Often we look for a sanitized version of the gospel. Jesus is serenely praying in the garden, looking just tired or sad in Pilate’s hall, or calmly awaiting death on the cross. The hymn, “Go to Dark Gethsemane,” challenges us to step into those scenes and learn from Jesus’ example in submission, suffering, and death for our lives as living sacrifices here (Matthew 26:36–27:50).
I. Hebrews 5:7-9. If you go to Gethsemane, you will experience the Savior’s sorrow unto death.
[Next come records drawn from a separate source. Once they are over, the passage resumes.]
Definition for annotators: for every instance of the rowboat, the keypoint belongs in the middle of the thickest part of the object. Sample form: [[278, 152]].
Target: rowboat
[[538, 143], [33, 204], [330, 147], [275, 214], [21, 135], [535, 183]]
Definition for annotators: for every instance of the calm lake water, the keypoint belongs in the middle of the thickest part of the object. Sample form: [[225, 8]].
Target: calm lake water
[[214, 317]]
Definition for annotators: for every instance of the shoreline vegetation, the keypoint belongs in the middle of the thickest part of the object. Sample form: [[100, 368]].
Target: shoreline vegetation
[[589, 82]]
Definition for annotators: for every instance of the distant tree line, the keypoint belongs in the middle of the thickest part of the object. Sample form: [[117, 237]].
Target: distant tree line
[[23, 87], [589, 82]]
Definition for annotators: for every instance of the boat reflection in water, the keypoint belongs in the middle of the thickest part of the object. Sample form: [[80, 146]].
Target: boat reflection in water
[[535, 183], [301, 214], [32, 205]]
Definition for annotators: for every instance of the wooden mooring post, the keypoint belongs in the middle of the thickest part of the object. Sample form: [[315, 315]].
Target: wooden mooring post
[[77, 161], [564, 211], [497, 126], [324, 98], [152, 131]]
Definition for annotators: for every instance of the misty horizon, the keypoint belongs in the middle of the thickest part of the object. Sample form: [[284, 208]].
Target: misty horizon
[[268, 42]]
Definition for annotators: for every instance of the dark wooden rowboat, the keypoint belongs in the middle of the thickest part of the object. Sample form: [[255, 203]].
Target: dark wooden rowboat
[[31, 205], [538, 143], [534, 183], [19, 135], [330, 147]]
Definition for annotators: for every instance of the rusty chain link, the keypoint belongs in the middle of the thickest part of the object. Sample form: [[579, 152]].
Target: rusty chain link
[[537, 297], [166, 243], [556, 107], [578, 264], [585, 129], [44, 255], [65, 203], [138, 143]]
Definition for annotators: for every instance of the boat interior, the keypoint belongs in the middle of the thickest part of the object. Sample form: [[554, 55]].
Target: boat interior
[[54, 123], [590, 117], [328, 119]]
We must linger here to know too how to submit and obey.
Go to dark Gethsemane, Ye that feel the tempter’s pow’r; Your Redeemer’s conflict see; Watch with Him one bitter hour; Turn not from His griefs away; Learn of Jesus Christ to pray.
II. Philippians 3:8-11. If you spend time witnessing the sham trials our Lord endured and the terrible suffering that came to him before Calvary, you’ll learn the value of suffering as well.
Follow to the judgment hall; View the Lord of life arraigned; O the wormwood and the gall! O the pangs His soul sustained! Shun not suff’ring, shame, or loss; Learn of Him to bear the cross.
III. Colossians 3:1-4. If you climb the hill of Golgotha, hear the crowds and the Christ cry out, see the darkness and the agony of the silent Lamb bearing your sin, you may learn to die.
Calv’ry’s mournful mountain climb; There, adoring at His feet, Mark that miracle of time, God’s own sacrifice complete: “It is finished!” hear the cry; Learn of Jesus Christ to die.
The sadness we see early on the first day of the week is that of the women going to the tomb after a somber Sabbath. It is there that Jesus shows how to rise to walk in new life.
Early hasten to the tomb Where they laid His breathless clay; All is solitude and gloom; Who hath taken Him away? Christ is ris’n! He meets our eyes: Savior, teach us so to rise.